With the new service, you connect your iPhone to the wireless network, launch the browser, and get redirected to a page that displays a single field requesting you to enter your iPhone phone number. After submitting your phone number, you receive a (free) text message containing a URL. Loading this URL from your iPhone grants you free wifi access to the Internet.
When I tried the User Agent hack mentioned above from my laptop, I expected to at least get the box prompting me for my iPhone phone number. But to my surprise, all I got was a mobile-formatted page with options to purchase service.

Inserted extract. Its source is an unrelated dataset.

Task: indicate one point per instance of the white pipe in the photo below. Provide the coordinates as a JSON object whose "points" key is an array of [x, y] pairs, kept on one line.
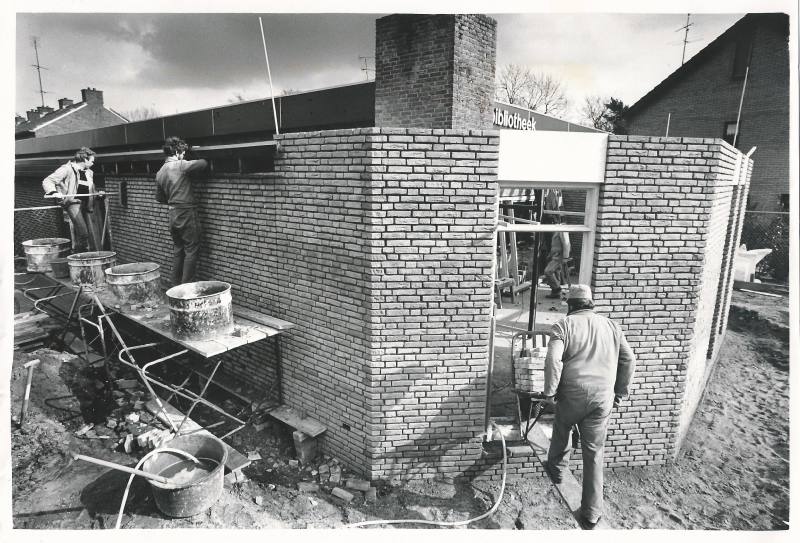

So I suspected they were checking the MAC address of the computer connected to the router and checking if it looked like an iPhone MAC address. Luckily, spoofing the MAC address of my wifi card is easy on OSX:
sudo ifconfig en1 lladdr 00:21:E9:52:6A:E3
BAM! Now as far as the AT&T router can tell, my requests are coming from my iPhone. This time when I connected, I got the form asking me for my iPhone phone number. I submitted the number and a few seconds later received an SMS with a link.
I hoped that simply typing this URL in my laptop browser and visiting it would grant me free wifi access, but unfortunately it did not. Instead, it gave me an error saying that page doesn't exist.
AT&T has locked out non iPhones by using an encrypted log on tied to each iphone number. The key is transmitted to the iPhone over the AT&T cell network a minute before login.
By using the AT&T network to transmit the key, they have definitely made it more difficult to gain free access from your laptop. I'm sure it's still possible (perhaps by sniffing the wifi traffic between the iPhone and the router after a successful connection), but I'm not sure it's worth the time and effort.
I heard that an official AT&T tethering option for the iPhone will be coming soon, so that might make this a moot point (assuming they make it a free option). Still, it seems only fair that existing iPhone users should be able to access the free wifi via their laptops. Transmitting a password via SMS seems like a safe way to guarantee the person connecting to the wifi actually has an iPhone.